More evidence to support the idea that being admitted* to hospital on a Sunday might be bad for your health comes from a report in the Journal of the Royal Society of Medicine about a study which looked at all hospital admissions in England between April 2009 & March 2010.
Getting on for 190,000 (1.3%) of these admissions were followed by death (while in hospital) within thirty days; those admitted on a Sunday were 16% more likely to die than were those admitted on Wednesday, though curiously actually being in hospital on Sunday meant you were 8% less likely to die than if you were inthere on a Wednesday – the summary which is all that I have been able to see does not make it clear what happens if you are there both days.

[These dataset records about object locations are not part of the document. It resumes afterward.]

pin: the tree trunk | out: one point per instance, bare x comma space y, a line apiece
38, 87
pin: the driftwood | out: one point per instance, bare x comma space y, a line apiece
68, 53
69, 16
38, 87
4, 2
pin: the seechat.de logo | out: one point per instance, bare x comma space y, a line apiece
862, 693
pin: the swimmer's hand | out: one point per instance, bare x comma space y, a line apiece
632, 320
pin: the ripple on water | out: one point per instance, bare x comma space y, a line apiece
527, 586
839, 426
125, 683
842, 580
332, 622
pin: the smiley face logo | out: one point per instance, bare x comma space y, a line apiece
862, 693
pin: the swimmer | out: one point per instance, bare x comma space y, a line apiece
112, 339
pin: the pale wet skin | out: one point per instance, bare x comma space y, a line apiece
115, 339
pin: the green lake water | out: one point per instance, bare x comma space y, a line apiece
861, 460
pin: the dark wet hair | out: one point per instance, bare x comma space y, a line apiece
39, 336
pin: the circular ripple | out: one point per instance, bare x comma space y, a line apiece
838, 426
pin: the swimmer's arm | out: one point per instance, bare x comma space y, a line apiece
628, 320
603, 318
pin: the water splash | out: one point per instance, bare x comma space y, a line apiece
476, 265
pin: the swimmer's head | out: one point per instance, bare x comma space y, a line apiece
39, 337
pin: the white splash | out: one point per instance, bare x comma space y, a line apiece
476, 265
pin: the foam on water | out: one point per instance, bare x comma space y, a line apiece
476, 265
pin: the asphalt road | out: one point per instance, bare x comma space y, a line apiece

My strong impression, from my own experience & from that of people I know is that a 30 day stay would be very unusual these days.
For me the most startling information in this report however is that 14.2 million people were admitted to hospital in England that year – that is somewhere between one quarter & one third of the population of some 53 million at mid-year.
This must reflect the increasing tendency for multiple admissions – something which is particularly common for the elderly, especially those approaching the end of their life. This does not mean that the hospitals are not doing their job properly, just that those terminally ill are increasingly taken in only to relieve a crisis & then sent home.
The sheer joy I saw on a neighbour’s face as she told me that her husband had come home again (from, I think, his fourth admission since last Easter) testifies to the humanity of this policy.